Madeline was almost bewildered at the size and magnificence of the Skylark. Mr. Harvey, having struck a copper lode a few years previously, found himself with more money than he knew profitably how to spend, and with more time on his hands than he knew wisely how to use. He built for himself a marble mansion in New York, and purchased one of the largest steam yachts that ever ploughed the seas, and was now doing his best to earn a night's repose by sight-seeing.

Peter J. Harvey welcomed Madeline on board the Skylark with many expressions of delight. He was a typical American, tall, square-shouldered, and not over-burdened with flesh.

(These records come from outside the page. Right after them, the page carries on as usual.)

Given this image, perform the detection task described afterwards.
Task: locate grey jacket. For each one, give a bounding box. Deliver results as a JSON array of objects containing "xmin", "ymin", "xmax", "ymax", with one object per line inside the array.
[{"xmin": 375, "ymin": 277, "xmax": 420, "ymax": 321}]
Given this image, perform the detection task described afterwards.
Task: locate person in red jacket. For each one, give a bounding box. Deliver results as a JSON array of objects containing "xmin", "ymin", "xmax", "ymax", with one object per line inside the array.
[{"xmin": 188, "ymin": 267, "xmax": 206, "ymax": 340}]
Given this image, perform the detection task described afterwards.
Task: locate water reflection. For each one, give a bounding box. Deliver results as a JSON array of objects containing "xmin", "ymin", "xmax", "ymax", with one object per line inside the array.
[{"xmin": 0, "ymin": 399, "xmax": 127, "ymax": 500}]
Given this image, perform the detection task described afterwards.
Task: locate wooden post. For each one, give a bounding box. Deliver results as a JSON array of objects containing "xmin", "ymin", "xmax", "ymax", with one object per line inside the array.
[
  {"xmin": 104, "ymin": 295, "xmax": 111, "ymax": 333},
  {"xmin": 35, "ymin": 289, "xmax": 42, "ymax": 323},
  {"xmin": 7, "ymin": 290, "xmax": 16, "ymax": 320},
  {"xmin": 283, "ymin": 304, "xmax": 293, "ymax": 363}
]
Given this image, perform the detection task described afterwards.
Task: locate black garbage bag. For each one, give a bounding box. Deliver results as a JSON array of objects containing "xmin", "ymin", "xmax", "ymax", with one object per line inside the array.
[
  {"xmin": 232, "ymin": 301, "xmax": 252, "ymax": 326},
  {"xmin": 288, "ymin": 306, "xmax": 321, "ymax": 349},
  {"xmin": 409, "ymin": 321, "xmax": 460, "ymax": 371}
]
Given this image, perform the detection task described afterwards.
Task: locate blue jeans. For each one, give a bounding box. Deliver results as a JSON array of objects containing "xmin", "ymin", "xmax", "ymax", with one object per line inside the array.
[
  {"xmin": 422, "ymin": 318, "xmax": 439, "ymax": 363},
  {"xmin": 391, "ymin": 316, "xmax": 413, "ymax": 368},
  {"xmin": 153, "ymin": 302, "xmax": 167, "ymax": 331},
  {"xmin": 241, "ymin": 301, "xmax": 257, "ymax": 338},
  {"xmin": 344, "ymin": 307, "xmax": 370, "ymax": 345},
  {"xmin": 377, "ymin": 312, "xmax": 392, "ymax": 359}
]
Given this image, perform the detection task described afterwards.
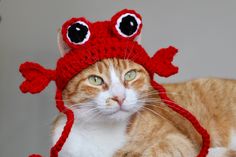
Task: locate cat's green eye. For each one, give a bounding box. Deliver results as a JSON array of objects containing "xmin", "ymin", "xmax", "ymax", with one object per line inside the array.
[
  {"xmin": 125, "ymin": 70, "xmax": 137, "ymax": 81},
  {"xmin": 88, "ymin": 75, "xmax": 104, "ymax": 86}
]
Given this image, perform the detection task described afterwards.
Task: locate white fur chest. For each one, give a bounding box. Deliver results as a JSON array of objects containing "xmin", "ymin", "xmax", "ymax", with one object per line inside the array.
[{"xmin": 52, "ymin": 119, "xmax": 127, "ymax": 157}]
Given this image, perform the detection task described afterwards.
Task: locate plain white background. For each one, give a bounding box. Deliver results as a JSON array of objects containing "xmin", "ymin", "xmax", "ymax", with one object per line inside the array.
[{"xmin": 0, "ymin": 0, "xmax": 236, "ymax": 157}]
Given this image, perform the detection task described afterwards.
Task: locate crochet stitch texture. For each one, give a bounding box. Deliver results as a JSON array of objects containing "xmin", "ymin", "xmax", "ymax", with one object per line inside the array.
[{"xmin": 19, "ymin": 9, "xmax": 210, "ymax": 157}]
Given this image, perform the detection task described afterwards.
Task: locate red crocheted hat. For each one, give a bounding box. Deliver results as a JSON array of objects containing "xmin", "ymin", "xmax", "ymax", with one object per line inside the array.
[{"xmin": 20, "ymin": 9, "xmax": 210, "ymax": 157}]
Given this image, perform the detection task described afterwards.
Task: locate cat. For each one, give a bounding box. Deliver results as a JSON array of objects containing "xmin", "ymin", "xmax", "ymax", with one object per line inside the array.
[{"xmin": 52, "ymin": 58, "xmax": 236, "ymax": 157}]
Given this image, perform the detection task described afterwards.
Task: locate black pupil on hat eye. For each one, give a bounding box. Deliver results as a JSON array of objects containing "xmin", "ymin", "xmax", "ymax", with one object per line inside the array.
[
  {"xmin": 119, "ymin": 15, "xmax": 138, "ymax": 36},
  {"xmin": 68, "ymin": 23, "xmax": 88, "ymax": 43}
]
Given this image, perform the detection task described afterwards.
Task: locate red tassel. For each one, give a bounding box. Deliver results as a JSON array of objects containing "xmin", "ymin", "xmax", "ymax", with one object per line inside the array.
[
  {"xmin": 29, "ymin": 154, "xmax": 42, "ymax": 157},
  {"xmin": 19, "ymin": 62, "xmax": 55, "ymax": 94},
  {"xmin": 152, "ymin": 46, "xmax": 179, "ymax": 77},
  {"xmin": 151, "ymin": 80, "xmax": 210, "ymax": 157}
]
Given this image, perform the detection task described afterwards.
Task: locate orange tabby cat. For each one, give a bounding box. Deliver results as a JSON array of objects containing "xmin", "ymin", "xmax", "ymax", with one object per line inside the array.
[{"xmin": 52, "ymin": 59, "xmax": 236, "ymax": 157}]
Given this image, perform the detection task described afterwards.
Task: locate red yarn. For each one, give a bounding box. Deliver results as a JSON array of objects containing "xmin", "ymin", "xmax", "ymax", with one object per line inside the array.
[
  {"xmin": 29, "ymin": 154, "xmax": 42, "ymax": 157},
  {"xmin": 19, "ymin": 9, "xmax": 210, "ymax": 157},
  {"xmin": 151, "ymin": 80, "xmax": 210, "ymax": 157}
]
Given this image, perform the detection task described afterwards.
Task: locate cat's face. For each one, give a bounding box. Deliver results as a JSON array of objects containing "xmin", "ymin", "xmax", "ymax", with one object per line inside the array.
[{"xmin": 63, "ymin": 59, "xmax": 150, "ymax": 122}]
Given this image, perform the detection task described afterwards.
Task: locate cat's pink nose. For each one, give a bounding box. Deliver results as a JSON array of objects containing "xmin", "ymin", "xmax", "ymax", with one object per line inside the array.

He had straight hair, which he wore rather long, a clean-shaven face, a wide mouth, a strong, square chin, and a most refreshing American accent.

He was not exactly a vain man. At any rate, he did his best to keep his vanity under proper control, and if he boasted occasionally he believed he had something to boast of. He was still in the prime of life, being the right side of fifty by two or three years. Kitty was the eldest of six – three boys and three girls, the youngest, Bryant, having celebrated his seventh birthday two days before. Besides the family, there were numerous cousins and uncles and aunts, with others whose relationship to the Harveys was difficult to trace.

The lunch was set out in the grand saloon, and was served in the best style. The stewards wore bottle-green coats trimmed with gold braid.

Madeline, having got among old friends, talked with a freedom and an abandon that she had not known since she left her native land. The grace of reticence was a virtue the Harveys had never cultivated. It was their boast that they had nothing to hide. Hence they discussed their domestic and business affairs with a freedom that would have staggered an Englishman of the old school.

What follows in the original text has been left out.